When Mean CE Fails: Median CE Can Better Track Language Model Quality
For practitioners training language models, this work identifies a failure mode of the standard validation metric (mean CE) and proposes a simple, low-cost diagnostic using median CE to better track model quality.
Mean cross-entropy (CE) fails to track language model quality during training in two scenarios: Qwen2.5-1.5B SFT on synthetic fact-learning and top-K distillation on TinyStories. Median CE correlates much more closely with task performance than mean CE, and the authors recommend reporting percentile CE summaries alongside the mean.

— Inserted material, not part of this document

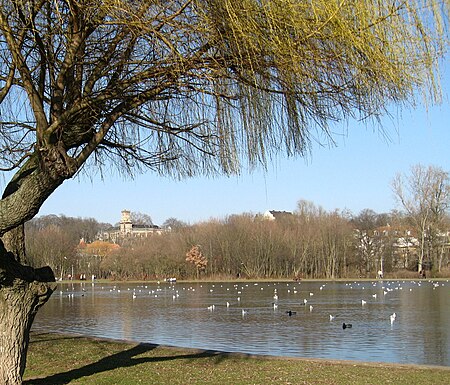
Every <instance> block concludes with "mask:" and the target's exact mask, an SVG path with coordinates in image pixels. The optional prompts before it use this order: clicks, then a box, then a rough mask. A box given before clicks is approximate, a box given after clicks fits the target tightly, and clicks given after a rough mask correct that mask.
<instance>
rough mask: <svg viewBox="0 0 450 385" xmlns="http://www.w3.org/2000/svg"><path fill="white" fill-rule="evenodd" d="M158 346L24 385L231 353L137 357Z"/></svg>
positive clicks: (152, 346)
mask: <svg viewBox="0 0 450 385" xmlns="http://www.w3.org/2000/svg"><path fill="white" fill-rule="evenodd" d="M157 347H158V345H153V344H139V345H136V346H134V347H132V348H130V349H128V350H124V351H121V352H119V353H116V354H113V355H111V356H108V357H105V358H102V359H101V360H99V361H97V362H94V363H92V364H89V365H85V366H83V367H81V368H77V369H72V370H69V371H67V372H64V373H57V374H53V375H51V376H47V377H44V378H36V379H28V380H25V381H24V382H23V385H49V384H52V385H62V384H68V383H70V382H71V381H74V380H76V379H79V378H81V377H86V376H91V375H94V374H96V373H101V372H107V371H110V370H114V369H117V368H128V367H132V366H135V365H140V364H144V363H151V362H163V361H171V360H177V359H198V358H208V357H216V358H217V359H218V360H219V361H220V360H222V359H225V358H226V357H227V356H229V353H224V352H218V351H213V350H204V351H200V352H196V353H191V354H180V355H173V356H163V357H137V358H135V356H138V355H140V354H143V353H146V352H149V351H151V350H153V349H156V348H157Z"/></svg>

Mean cross-entropy is the standard validation metric for language models, but it can fail to track model quality during training. We examine this in two common scenarios. First, in Qwen2.5-1.5B SFT on synthetic fact-learning, we find that mean CE rises substantially after the initial learning phase while held-out fact-recall accuracy remains near its peak. Second, we find that in top-K distillation on TinyStories, decreasing K improves median CE while worsening mean CE; the Top-5 student attains the highest LLM-judge score and crosses below its teacher on median CE, despite having the worst mean CE. In both cases, median CE correlates much more closely with task performance than does mean CE. Analyzing how bulk and tail percentile CE move during training reveals that training reshapes the empirical per-token CE distribution. In top-K distillation, smaller K yields a distribution with more mass at both extremes, decreasing the median and increasing the mean. In Qwen SFT, the bulk saturates quickly while the tail extends in the latter half of training. In both, the task-evaluation metric appears more sensitive to the bulk than to the tail. Practically, we recommend reporting a small set of percentile CE summaries alongside the mean, and using concordance among them as a tool to keep track of distribution reshaping, as well as a low-cost diagnostic for when mean and median CE disagree on model selection.